Some people like to say "Marx didn't realize that automation would soon come and devalue labor! That means Marxism is fatally flawed, and he was silly because he didn't foresee the rise of technology!" Sure

Karl has you covered: The Fragment on Machines
The increase of the productive force of labour and the greatest possible negation of necessary labour is the necessary tendency of capital, as we have seen. The transformation of the means of labour into machinery is the realization of this tendency.
posted by meehawl at 3:46 PM on November 30, 2016 [1 favorite]


Silicon Valley to America: "I learned it from watching you!"

Is the concern chiefly that the people Silicon Valley doesn't have empathy for here are fellow Americans?
posted by ODiV at 7:47 AM on December 1, 2016


there's always a gap, and that gap is dangerous for a lot of people

and the point at issue is that given the pace of technological change that IT facilitates, that gap is now both structural and widening.
posted by flabdablet at 7:58 AM on December 1, 2016 [1 favorite]

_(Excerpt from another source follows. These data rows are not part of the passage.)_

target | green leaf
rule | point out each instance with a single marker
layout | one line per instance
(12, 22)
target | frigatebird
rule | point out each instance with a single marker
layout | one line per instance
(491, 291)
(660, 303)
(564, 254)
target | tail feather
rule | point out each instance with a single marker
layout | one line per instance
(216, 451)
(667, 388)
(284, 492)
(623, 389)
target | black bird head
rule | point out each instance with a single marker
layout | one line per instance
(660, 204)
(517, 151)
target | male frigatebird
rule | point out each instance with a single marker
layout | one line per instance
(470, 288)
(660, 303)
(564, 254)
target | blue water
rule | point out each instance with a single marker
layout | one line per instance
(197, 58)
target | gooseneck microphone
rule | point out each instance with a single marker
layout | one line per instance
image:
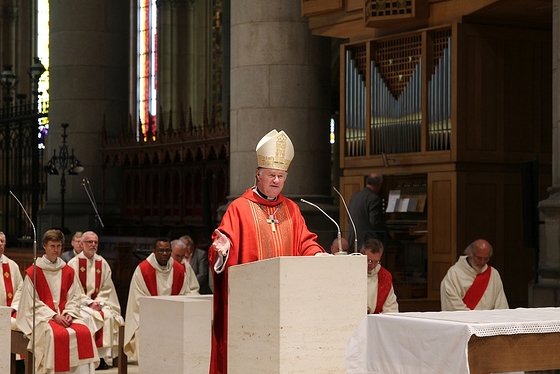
(340, 252)
(91, 198)
(351, 220)
(34, 274)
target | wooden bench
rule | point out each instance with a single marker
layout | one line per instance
(19, 346)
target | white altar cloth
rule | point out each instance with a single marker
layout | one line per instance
(436, 342)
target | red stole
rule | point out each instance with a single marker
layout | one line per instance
(82, 263)
(8, 285)
(384, 284)
(149, 275)
(477, 289)
(60, 333)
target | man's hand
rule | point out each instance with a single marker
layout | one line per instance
(96, 306)
(323, 254)
(221, 244)
(64, 320)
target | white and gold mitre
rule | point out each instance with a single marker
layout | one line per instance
(275, 151)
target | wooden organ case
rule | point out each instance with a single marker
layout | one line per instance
(448, 113)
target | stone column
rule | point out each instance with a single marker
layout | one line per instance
(280, 79)
(89, 60)
(546, 292)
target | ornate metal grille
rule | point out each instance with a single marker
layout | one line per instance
(21, 169)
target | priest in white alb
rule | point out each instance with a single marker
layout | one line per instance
(472, 284)
(100, 303)
(63, 343)
(157, 275)
(10, 282)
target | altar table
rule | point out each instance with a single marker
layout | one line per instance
(456, 342)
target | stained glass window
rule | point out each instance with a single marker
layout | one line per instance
(147, 64)
(43, 19)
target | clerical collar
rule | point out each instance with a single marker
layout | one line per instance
(47, 261)
(256, 189)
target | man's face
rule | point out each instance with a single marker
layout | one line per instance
(90, 242)
(162, 252)
(2, 243)
(374, 259)
(53, 249)
(271, 181)
(178, 253)
(479, 257)
(77, 244)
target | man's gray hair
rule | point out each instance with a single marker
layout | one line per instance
(179, 243)
(374, 181)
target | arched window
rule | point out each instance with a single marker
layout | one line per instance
(147, 63)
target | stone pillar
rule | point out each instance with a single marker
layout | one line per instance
(546, 292)
(89, 61)
(280, 79)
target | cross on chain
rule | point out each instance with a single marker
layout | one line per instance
(272, 221)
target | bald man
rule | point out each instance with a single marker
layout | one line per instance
(472, 284)
(335, 248)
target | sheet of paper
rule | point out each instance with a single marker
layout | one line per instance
(394, 196)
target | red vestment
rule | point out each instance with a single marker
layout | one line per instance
(252, 238)
(384, 284)
(478, 288)
(60, 333)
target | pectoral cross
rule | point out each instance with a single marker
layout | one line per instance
(272, 221)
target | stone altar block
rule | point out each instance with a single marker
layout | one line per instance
(175, 334)
(294, 314)
(5, 338)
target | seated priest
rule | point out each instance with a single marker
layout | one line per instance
(157, 275)
(10, 285)
(63, 343)
(100, 303)
(473, 284)
(381, 296)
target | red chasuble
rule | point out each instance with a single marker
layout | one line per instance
(478, 288)
(384, 284)
(149, 275)
(60, 333)
(257, 229)
(82, 275)
(8, 285)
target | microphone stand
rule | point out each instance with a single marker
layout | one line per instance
(91, 198)
(340, 251)
(34, 276)
(351, 221)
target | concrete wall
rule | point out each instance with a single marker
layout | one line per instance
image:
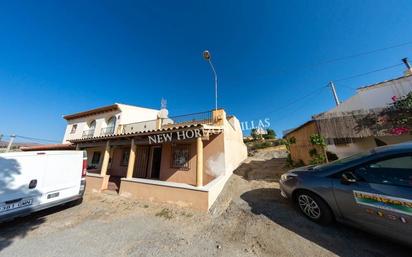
(116, 169)
(235, 149)
(376, 96)
(167, 173)
(183, 197)
(361, 145)
(365, 144)
(300, 150)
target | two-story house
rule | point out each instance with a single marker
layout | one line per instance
(146, 154)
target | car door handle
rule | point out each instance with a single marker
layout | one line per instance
(33, 184)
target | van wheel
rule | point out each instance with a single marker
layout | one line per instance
(314, 207)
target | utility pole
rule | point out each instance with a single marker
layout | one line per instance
(12, 137)
(335, 95)
(208, 57)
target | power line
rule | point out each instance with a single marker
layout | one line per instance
(320, 63)
(361, 54)
(37, 139)
(369, 72)
(298, 99)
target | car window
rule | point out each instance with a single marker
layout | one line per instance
(391, 171)
(345, 160)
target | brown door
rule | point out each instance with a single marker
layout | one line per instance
(142, 157)
(156, 159)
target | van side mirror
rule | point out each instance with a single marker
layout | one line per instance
(348, 178)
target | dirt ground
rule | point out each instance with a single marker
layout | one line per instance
(249, 219)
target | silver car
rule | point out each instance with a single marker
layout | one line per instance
(371, 190)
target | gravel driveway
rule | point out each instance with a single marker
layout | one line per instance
(249, 219)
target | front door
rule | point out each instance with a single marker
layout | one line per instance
(378, 195)
(156, 160)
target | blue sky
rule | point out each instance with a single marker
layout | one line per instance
(61, 57)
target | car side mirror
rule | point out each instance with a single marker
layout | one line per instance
(348, 178)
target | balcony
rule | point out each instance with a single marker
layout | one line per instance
(88, 133)
(107, 131)
(194, 118)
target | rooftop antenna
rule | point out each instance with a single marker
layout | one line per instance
(335, 95)
(163, 103)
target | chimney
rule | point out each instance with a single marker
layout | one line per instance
(408, 67)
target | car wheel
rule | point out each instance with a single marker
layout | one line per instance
(314, 208)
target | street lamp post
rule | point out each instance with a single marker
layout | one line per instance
(208, 57)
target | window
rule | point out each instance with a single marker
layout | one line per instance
(74, 127)
(180, 157)
(96, 158)
(92, 125)
(111, 122)
(125, 158)
(390, 171)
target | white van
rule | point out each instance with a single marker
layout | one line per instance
(33, 181)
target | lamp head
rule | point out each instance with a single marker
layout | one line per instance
(206, 55)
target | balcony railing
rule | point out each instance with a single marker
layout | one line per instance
(194, 118)
(140, 126)
(88, 133)
(200, 117)
(107, 131)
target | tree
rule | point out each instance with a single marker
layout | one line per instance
(318, 140)
(253, 134)
(271, 134)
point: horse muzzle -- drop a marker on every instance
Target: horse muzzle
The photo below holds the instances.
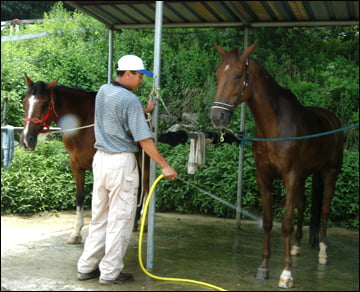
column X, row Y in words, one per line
column 220, row 118
column 29, row 142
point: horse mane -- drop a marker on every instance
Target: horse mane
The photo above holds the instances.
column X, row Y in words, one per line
column 287, row 92
column 75, row 88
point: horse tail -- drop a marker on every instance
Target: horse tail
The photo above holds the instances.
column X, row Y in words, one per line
column 316, row 204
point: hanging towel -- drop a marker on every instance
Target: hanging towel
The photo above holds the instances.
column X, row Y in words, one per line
column 7, row 145
column 197, row 152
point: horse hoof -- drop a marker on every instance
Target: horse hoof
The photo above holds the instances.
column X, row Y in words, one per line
column 323, row 260
column 262, row 274
column 295, row 250
column 74, row 239
column 286, row 280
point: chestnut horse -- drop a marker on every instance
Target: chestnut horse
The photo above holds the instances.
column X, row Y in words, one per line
column 45, row 103
column 278, row 114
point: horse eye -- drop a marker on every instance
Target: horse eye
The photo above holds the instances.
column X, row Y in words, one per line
column 238, row 76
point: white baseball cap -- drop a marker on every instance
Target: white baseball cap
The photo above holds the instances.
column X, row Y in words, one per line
column 132, row 63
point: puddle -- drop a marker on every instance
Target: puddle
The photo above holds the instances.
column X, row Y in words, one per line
column 35, row 256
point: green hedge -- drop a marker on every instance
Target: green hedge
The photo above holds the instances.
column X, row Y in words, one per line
column 42, row 181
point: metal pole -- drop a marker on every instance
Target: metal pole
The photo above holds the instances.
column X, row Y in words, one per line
column 110, row 54
column 151, row 213
column 241, row 148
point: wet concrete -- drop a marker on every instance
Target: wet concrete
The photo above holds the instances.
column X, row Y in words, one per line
column 35, row 256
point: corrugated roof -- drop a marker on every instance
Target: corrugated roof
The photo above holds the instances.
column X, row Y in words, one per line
column 141, row 14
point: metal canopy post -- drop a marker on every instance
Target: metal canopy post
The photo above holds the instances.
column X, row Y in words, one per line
column 157, row 56
column 241, row 147
column 110, row 54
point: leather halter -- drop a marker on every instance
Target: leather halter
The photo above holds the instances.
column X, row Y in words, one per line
column 231, row 107
column 51, row 109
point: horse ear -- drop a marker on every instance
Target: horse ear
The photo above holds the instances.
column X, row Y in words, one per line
column 52, row 83
column 249, row 50
column 28, row 81
column 221, row 51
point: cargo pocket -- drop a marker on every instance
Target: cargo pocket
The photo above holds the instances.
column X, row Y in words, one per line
column 131, row 182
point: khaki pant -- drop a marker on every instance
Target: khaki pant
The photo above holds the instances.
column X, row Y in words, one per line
column 114, row 200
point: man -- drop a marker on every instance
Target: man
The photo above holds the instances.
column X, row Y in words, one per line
column 120, row 126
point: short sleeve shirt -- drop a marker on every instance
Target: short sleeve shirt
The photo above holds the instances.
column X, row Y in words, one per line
column 119, row 120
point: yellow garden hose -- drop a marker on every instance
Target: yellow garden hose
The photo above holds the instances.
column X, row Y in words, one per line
column 143, row 218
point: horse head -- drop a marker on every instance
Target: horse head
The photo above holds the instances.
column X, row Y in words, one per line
column 39, row 111
column 233, row 85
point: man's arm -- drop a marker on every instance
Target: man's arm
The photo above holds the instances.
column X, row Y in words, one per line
column 150, row 148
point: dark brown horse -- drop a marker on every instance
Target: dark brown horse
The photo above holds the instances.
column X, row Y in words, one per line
column 278, row 114
column 69, row 108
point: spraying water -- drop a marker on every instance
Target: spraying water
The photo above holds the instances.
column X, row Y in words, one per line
column 244, row 212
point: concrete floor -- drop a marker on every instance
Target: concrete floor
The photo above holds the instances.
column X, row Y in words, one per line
column 35, row 256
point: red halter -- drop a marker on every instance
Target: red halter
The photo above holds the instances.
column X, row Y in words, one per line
column 43, row 121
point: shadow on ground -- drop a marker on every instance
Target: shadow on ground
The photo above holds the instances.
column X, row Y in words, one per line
column 35, row 256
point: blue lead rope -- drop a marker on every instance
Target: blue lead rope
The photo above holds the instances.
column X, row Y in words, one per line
column 7, row 145
column 243, row 138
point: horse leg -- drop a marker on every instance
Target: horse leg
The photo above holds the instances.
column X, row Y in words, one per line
column 79, row 175
column 144, row 170
column 294, row 187
column 300, row 205
column 329, row 191
column 265, row 188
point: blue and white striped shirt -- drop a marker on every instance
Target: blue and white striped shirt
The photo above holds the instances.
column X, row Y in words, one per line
column 119, row 120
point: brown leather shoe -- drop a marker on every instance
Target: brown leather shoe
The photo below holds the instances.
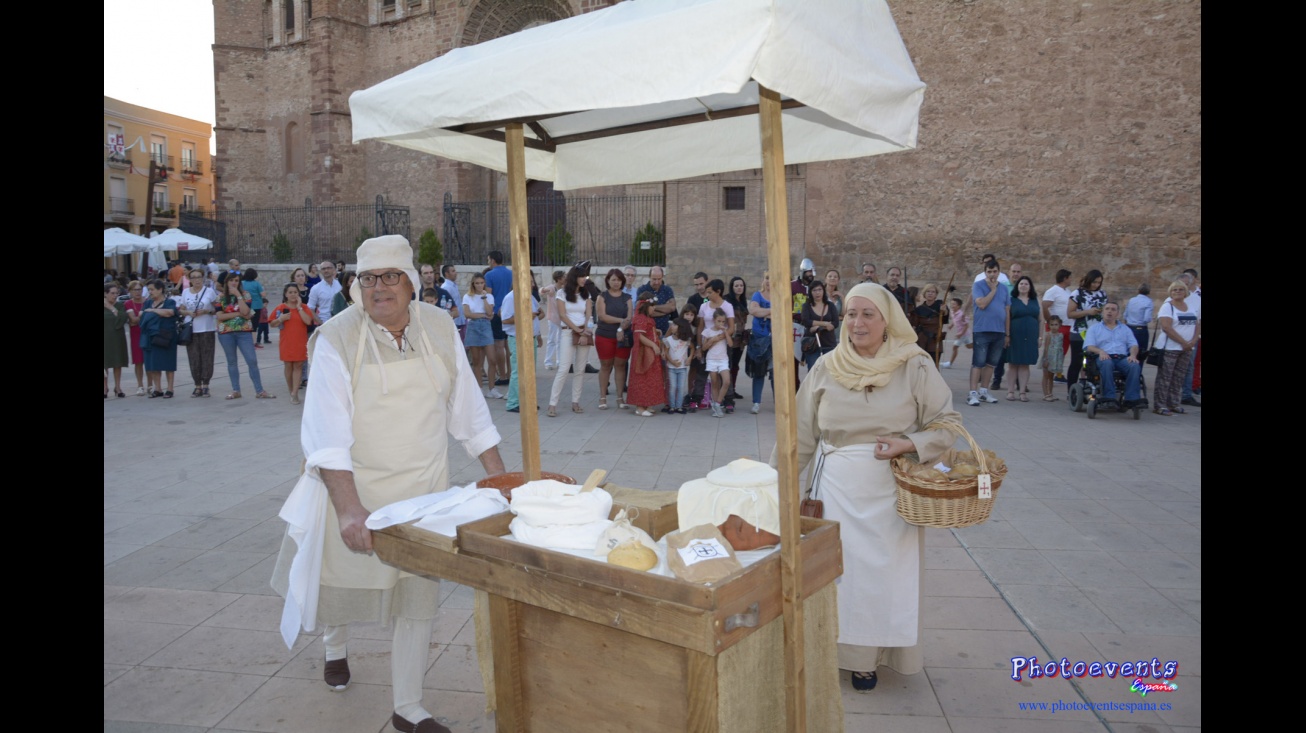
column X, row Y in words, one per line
column 336, row 673
column 427, row 725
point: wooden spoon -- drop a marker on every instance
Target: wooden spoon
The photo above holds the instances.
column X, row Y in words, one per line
column 592, row 482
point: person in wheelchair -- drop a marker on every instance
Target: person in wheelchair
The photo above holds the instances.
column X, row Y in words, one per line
column 1115, row 349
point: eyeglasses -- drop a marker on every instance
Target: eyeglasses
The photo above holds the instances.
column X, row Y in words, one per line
column 368, row 280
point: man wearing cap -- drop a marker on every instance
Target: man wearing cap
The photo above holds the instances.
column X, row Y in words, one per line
column 499, row 278
column 869, row 273
column 389, row 388
column 323, row 294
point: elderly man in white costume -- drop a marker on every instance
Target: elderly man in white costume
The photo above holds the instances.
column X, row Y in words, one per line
column 391, row 383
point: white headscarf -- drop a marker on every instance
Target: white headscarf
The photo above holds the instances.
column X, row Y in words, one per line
column 384, row 252
column 854, row 371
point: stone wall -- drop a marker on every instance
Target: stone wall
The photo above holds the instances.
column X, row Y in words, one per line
column 1053, row 133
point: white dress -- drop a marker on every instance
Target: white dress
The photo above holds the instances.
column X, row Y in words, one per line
column 879, row 593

Buzz Andersen — a tech veteran who has worked for Apple, Tumblr and Square — told me that in Silicon Valley, “empathy is basically a more altruistic-sounding way of saying ‘market research.’ ”
And in a marketplace, you’re not trying to understand other people out of altruism or moral responsibility; you’re doing it out of self-interest. In the days after the election, many commenters chafed at the idea that they ought to perform the work of empathizing with Trump’s supporters. Shouldn’t they — the people who elected him — try a little empathy for the lives that stand to be crushed by his policies? The market’s answer to this question is “no.” There is no movement for right-wing Americans to be more empathetic because they won. The nation has already bought what they were selling. The call for blue-staters to cultivate empathy isn’t about finding instructive truths in others’ worldviews; it’s about understanding their motivations well enough to persuade them to vote differently.
I mean, if in the end it all comes down to votes to win, I don't see what's so bad about that.
posted by Apocryphon at 10:25 AM on December 1, 2016 [1 favorite]




I dunno if new technology creates new jobs (in enough volume to replace jobs that are lost). I look at the massive growth in government over the past century, both direct growth (size of bureaucracy) and growth of welfare programs (which allow people who would've otherwise been "surplus" to continue to spend and survive), and I conclude:

New technology creates wealth and destroys jobs. New jobs are created when government spreads the new wealth around.